Sim, eles são orientados por Didier Deschamps, que tem uma grande carreira e sabe muito bem como conduzir esses jovens jogadores. Ele não fala para eles: "Vocês são os melhores, os mais fortes." Se alguns, em dado momento, dizem que vão chegar à final, ele está lá para lembrar que é preciso ganhar um jogo de cada vez. Em suma, ele os controla muito bem.

Que ambições essa jovem equipe pode alimentar para as quartas de final?

Há algum tempo atrás, diríamos que não podemos fazer nada contra a Alemanha, porque eles são experientes e têm ótimos jogadores. Nesta Copa do Mundo, não é bem o caso! A Alemanha parece um pouco cansada, mostrou fraquezas. Já os nossos jogadores não estão cansados, porque não tiveram partidas muito difíceis para fazer. E, além das suas qualidades, eles têm um desejo de ir até o fim. É compreensível, porque deu tudo certo para eles até aqui. A condição física ainda é fresca, o que vai ser importante para essa partida.

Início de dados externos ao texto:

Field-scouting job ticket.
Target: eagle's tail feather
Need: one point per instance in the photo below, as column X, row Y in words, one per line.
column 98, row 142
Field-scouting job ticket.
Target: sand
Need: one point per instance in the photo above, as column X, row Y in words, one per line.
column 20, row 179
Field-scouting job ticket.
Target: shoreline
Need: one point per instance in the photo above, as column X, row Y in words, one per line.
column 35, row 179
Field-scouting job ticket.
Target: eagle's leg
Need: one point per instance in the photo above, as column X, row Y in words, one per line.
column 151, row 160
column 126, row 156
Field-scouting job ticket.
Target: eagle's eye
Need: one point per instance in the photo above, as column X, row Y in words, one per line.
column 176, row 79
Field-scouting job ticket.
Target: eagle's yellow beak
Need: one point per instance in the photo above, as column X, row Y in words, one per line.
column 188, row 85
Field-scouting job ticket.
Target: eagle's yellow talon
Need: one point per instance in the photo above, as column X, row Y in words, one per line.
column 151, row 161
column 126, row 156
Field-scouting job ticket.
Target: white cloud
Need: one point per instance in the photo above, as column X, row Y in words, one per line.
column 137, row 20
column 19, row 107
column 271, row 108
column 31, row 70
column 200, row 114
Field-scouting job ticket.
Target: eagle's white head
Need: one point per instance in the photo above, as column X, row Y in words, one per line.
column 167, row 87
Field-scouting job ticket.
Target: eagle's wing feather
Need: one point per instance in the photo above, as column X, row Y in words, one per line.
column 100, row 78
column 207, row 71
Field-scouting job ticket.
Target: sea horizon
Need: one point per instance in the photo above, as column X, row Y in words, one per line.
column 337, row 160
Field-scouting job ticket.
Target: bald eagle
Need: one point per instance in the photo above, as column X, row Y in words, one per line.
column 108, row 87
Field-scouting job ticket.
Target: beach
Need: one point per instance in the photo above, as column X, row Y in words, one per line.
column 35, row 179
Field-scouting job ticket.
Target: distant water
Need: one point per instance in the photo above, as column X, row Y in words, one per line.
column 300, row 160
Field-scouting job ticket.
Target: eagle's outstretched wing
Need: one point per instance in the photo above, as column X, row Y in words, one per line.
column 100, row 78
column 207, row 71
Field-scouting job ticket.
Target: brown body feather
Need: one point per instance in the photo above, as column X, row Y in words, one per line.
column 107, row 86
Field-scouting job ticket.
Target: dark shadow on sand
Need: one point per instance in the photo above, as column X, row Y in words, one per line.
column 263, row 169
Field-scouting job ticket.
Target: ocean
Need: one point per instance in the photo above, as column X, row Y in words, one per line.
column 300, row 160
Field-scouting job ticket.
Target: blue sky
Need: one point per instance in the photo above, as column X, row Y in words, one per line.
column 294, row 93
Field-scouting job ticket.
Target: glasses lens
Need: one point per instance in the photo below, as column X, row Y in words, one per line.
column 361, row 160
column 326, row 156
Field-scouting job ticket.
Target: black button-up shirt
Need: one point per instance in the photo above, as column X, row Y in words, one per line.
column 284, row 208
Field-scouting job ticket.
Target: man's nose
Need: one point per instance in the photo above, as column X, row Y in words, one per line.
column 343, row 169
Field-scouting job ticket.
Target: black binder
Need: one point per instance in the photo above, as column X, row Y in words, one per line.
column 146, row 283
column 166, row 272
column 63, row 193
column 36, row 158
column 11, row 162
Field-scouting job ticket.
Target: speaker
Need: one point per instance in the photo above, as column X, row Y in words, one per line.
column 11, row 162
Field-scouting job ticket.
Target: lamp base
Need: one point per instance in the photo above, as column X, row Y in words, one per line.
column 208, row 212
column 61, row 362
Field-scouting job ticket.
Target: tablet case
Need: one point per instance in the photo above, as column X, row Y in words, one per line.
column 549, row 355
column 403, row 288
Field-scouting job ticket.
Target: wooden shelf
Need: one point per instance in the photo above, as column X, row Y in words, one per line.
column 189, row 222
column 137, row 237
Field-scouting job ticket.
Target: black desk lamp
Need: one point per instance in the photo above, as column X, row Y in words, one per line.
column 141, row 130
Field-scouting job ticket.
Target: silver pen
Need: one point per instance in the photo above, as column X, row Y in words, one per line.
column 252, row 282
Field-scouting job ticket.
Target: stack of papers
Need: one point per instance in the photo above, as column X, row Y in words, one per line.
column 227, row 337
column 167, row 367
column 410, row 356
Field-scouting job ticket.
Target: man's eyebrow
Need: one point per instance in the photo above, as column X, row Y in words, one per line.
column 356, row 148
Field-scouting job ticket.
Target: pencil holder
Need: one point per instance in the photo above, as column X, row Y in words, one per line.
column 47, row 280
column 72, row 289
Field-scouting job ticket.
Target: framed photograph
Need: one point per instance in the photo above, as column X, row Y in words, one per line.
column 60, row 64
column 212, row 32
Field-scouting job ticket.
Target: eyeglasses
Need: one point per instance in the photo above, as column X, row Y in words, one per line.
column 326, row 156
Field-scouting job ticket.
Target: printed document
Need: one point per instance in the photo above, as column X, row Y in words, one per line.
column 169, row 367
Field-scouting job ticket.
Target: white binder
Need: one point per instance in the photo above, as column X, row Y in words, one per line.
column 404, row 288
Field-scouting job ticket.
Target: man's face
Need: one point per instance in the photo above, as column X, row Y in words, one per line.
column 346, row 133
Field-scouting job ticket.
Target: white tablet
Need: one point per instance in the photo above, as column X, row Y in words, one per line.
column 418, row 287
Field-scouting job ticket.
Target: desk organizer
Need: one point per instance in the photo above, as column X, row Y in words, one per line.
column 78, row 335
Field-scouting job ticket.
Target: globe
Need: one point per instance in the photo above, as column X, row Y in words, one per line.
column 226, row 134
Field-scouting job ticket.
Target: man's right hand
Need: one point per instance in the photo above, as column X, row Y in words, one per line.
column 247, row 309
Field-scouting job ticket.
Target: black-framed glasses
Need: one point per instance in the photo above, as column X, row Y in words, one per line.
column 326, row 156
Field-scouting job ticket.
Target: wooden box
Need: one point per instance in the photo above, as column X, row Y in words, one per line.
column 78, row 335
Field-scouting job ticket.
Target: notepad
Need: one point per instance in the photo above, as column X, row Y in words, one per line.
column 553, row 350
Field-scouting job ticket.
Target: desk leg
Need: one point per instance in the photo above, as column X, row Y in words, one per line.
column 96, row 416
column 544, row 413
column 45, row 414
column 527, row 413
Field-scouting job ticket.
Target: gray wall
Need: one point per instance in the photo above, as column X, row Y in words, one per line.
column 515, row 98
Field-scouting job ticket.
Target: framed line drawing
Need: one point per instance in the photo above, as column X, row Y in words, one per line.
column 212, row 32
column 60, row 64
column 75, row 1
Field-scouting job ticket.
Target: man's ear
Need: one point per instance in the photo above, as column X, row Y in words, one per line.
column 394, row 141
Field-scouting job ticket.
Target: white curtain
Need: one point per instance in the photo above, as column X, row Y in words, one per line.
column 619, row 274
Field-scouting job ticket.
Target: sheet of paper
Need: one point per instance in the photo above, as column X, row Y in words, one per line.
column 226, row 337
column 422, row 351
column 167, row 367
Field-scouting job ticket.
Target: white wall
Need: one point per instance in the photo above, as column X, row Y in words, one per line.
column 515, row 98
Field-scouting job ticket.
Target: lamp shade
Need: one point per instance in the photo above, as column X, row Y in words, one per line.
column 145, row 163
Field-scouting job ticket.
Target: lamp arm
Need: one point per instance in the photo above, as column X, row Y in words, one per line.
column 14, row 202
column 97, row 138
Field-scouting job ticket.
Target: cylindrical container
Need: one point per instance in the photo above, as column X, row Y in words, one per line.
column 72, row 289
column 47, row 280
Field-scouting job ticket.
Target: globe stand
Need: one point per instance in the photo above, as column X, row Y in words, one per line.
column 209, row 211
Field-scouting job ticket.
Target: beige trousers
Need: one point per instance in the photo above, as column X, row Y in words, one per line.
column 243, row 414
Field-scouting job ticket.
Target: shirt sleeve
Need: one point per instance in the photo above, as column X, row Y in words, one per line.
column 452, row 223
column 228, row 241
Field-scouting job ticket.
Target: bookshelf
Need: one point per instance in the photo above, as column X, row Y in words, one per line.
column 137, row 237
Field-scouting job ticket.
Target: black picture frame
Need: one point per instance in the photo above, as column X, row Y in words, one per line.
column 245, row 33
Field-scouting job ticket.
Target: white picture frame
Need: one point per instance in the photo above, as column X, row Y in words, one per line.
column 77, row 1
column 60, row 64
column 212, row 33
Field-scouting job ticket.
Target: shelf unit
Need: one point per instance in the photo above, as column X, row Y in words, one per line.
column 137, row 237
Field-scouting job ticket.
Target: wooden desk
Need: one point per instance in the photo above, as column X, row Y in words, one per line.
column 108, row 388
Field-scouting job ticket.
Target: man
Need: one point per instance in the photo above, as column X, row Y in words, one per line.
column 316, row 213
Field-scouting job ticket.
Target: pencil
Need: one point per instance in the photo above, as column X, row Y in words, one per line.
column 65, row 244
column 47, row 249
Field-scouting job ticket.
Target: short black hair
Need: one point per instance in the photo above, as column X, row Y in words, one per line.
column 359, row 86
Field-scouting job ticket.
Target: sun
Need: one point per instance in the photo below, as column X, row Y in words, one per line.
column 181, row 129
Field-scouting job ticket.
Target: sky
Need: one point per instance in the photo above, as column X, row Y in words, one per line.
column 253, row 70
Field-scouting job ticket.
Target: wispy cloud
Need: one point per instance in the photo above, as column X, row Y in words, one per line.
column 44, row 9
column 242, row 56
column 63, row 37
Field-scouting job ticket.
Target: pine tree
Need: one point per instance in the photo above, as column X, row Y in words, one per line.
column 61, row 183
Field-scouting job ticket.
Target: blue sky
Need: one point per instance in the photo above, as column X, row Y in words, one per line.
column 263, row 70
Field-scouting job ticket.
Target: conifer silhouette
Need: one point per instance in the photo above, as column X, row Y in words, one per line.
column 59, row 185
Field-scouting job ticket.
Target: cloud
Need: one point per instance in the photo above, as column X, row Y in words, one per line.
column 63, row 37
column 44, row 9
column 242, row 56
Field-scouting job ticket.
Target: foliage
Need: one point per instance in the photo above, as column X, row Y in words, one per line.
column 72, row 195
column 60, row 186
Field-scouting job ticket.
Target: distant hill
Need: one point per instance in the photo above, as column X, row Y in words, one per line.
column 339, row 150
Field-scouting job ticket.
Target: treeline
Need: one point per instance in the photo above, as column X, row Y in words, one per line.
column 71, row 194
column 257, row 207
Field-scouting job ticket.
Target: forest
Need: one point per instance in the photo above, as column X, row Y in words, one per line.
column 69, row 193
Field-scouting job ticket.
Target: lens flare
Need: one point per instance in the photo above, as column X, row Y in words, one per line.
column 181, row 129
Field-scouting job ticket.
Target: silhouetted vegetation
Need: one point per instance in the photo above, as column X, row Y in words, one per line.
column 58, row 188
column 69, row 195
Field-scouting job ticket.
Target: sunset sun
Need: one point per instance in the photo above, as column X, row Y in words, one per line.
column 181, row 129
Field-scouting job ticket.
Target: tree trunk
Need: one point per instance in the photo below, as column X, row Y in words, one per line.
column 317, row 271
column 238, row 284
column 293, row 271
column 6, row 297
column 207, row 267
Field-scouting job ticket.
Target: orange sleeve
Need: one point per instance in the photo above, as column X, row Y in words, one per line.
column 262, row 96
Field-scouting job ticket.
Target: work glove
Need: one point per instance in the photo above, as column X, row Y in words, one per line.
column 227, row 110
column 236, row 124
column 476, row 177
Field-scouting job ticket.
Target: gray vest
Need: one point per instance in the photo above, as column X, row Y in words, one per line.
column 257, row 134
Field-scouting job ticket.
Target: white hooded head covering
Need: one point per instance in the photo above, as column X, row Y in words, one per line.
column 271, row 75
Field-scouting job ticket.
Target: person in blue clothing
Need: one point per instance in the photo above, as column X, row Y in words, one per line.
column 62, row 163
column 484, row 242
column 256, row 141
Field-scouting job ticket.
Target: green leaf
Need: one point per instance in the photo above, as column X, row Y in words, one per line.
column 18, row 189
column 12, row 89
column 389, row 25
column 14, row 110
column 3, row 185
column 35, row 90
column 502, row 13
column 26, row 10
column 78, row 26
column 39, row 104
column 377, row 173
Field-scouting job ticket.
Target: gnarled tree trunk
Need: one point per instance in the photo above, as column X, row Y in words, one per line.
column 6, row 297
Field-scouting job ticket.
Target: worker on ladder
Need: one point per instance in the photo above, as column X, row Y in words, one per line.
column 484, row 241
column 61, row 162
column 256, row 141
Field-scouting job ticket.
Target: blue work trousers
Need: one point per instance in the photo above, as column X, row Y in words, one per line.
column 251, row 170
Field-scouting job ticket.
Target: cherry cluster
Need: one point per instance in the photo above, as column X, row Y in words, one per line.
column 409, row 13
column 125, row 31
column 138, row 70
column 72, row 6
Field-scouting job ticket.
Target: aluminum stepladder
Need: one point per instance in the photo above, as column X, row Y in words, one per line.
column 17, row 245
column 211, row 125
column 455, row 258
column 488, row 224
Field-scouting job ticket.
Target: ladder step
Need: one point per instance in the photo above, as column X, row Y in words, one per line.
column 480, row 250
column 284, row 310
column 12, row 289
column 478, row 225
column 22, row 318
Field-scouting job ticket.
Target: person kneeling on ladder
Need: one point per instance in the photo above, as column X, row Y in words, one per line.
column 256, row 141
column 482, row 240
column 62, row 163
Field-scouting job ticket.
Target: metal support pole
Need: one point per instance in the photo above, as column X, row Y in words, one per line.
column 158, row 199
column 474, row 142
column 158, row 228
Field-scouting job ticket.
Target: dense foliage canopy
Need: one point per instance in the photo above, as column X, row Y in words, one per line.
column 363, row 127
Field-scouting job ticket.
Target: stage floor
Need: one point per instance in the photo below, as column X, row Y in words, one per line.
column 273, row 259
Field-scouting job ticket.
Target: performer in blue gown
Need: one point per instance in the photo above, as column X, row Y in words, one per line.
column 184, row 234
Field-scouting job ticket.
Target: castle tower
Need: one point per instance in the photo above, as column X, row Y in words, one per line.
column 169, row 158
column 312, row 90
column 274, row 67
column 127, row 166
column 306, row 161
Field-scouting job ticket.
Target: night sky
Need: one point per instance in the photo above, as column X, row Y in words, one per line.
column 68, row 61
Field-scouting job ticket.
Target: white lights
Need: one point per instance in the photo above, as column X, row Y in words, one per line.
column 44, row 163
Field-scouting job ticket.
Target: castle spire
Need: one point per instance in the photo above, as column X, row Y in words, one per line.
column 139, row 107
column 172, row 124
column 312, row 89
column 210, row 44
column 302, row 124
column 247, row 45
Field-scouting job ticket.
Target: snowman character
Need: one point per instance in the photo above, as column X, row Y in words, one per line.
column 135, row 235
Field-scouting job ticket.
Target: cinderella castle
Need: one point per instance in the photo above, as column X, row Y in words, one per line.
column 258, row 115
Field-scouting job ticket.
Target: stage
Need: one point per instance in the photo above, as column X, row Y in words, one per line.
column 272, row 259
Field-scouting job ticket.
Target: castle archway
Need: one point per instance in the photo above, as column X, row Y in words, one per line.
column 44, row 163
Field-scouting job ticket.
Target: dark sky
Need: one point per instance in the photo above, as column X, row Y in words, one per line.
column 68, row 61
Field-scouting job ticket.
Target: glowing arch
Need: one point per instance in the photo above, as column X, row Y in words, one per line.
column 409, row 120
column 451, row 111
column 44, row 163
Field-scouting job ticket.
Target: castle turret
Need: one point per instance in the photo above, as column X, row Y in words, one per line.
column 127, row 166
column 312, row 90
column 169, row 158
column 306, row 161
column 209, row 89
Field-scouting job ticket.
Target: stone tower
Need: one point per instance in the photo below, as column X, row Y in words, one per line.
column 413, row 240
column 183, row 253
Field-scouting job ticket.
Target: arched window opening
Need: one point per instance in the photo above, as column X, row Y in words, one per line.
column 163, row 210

Até onde vai o seu otimismo?

Quando vemos tudo isso, nos perguntamos: "Por que não a França na final?" Como em 1998... Eles são fortes fisicamente e podem desestabilizar equipes superiores tecnicamente. A Alemanha é um adversário de grande classe, mas, no momento, o nosso Mundial beirou a perfeição e a nossa jovem seleção está na forma ideal. Não somos loucos, sabemos que não estamos livres de um buraco, mas eu pessoalmente não acredito nisso. Acho que vamos poder fazer alguma coisa, e isso significa ganhar! Jogar bem não basta quando se quer ganhar um título. 

Há jogadores que o agradam em especial?

 

Tem uns que eu conheço bem melhor que os outros. Vejo muito o Mathieu Valbuena no Olympique de Marselha e ele está entre os jogadores mais experientes. Ele não fez uma grande temporada no clube, mas curiosamente vai muito bem na seleção.

Ele tem um futebol para servir toda essa juventude, portanto é um jogador que é importante. Não quero falar muito dos outros jogadores, mas acho que eles vão demonstrar o seu valor dentro de campo.

O que é curioso é que essa equipe tinha dois jogadores experientes que não estão aí. Franck Ribéry era um jogador acima da média por tudo o que já fez na sua carreira, e ele vinha de outra ótima temporada na Alemanha. O segundo é o Steve Mandanda. Eles não estão na equipe e não se fala deles! Significa que os jovens souberam fazer o que era preciso para que isso não fosse uma falta. Nesse jogo entre França e Alemanha ninguém — repito, ninguém — é capaz de prever quem vai ganhar, mas certamente será uma grande partida.